C’è un piccolo episodio, tuttavia, che nell’economia simmetrica del racconto sembra isolato e contribuisce, una volta depositato nell’immaginazione del lettore, a creare un alone tossico all’intera storia: è l’incontro, nella prima parte, di Don Miguel con la ragazza delle vipere, incontro profetico e febbrile che punge i nervi di un Don Miguel già al limite dell’esaurimento per la sua passione. Il brano è marchiato da una profonda differenza con il resto del racconto, può dividere i lettori, chi scrive lo considera probabilmente l’apice delle pagine e una sezione senza la quale il racconto avrebbe perso molto dell’atmosfera onirica che lo caratterizza. In origine il brano era più lungo, e la stessa Yourcenar nella postfazione al racconto spiega di averlo ridotto perché leggermente fuori contesto, «qualcosa dell’appretto che hanno “i Sogni” nelle tragedie di una volta». E così dice di altre cose:

La prima Anna apparteneva ancora all’epoca in cui, alle prese con un immenso affresco destinato a rimanere incompiuto, scrivevo rapidamente, senza preoccupazioni compositive o stilistiche, attingendo direttamente a non so quale fonte che avevo dentro. Fu solamente più tardi, a partire da Alexis che mi sono messa alla rigida scuola del racconto alla francese; ed è ancora più tardi verso il 1932, che mi sono dedicata a ricerche di tecnica poetica dissimulata nella prosa, che a volte ne è rimasta rattrappita. Il testo del 1935 portava il segno di questi metodi diversi: avevo compresso certe frasi, come attraverso una serie di giri di vite, col rischio di farle scoppiare; un tentativo maldestro di stilizzazione irrigidiva qua e là l’atteggiamento dei personaggi. La maggior parte delle correzioni del 1980 è servita ad ammorbidire alcuni passaggi.

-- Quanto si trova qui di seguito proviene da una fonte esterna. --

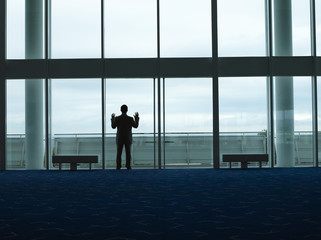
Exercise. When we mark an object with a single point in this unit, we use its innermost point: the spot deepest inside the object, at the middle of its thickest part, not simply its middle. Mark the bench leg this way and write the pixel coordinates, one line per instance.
(73, 166)
(244, 164)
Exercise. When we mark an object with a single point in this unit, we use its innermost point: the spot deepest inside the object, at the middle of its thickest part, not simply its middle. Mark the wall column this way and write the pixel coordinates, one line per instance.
(284, 105)
(34, 87)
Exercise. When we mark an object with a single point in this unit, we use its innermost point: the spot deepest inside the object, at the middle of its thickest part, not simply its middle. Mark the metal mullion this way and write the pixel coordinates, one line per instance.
(215, 87)
(159, 88)
(164, 164)
(103, 93)
(270, 86)
(314, 84)
(154, 119)
(2, 85)
(47, 137)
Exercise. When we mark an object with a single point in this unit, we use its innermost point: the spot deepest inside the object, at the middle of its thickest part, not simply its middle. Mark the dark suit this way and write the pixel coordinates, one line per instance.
(124, 125)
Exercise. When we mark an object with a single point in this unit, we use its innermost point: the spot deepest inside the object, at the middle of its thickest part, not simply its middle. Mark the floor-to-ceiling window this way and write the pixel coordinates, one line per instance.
(138, 95)
(293, 121)
(24, 149)
(243, 116)
(129, 29)
(75, 29)
(241, 32)
(76, 118)
(185, 28)
(188, 122)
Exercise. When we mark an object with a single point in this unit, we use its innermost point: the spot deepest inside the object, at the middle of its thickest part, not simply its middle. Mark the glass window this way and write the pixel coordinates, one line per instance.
(297, 17)
(137, 94)
(243, 116)
(131, 28)
(20, 22)
(301, 28)
(76, 119)
(185, 28)
(293, 121)
(75, 29)
(241, 28)
(16, 29)
(25, 124)
(188, 122)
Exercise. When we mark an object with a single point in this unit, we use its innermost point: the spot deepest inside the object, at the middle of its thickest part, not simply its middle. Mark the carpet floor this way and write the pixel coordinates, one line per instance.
(211, 204)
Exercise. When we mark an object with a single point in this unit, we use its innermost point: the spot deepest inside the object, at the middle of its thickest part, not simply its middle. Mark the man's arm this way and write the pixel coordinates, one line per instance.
(113, 124)
(136, 120)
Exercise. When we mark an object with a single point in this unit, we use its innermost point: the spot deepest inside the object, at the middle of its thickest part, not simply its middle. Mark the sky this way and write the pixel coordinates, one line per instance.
(130, 31)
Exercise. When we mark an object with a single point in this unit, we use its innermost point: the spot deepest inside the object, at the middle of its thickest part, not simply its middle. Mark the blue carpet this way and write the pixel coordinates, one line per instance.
(161, 204)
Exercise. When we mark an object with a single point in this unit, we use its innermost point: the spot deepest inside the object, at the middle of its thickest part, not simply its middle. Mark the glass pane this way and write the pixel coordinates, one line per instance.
(137, 94)
(76, 120)
(292, 27)
(25, 124)
(241, 28)
(301, 28)
(16, 29)
(243, 117)
(131, 28)
(293, 121)
(318, 27)
(188, 122)
(76, 29)
(185, 28)
(25, 29)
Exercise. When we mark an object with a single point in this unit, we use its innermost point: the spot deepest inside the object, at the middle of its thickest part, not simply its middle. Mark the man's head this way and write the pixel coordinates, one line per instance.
(124, 108)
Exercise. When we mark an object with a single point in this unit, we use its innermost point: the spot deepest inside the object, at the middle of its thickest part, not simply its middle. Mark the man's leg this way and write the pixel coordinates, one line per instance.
(128, 155)
(119, 152)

Altre riflessioni, in questa preziosa postfazione, altre aggiunte, come alcuni particolari «strettamente legati al luogo e al tempo». E la considerazione su come il primo impulso alla scrittura sia nato attraverso un vero e proprio senso di possessione da parte dei personaggi, con i quali l’autrice aveva stretto una convivenza mentale. Tangibile e vera, come l’esistenza prensile di Anna e Miguel per il lettore ben oltre la chiusura del libro.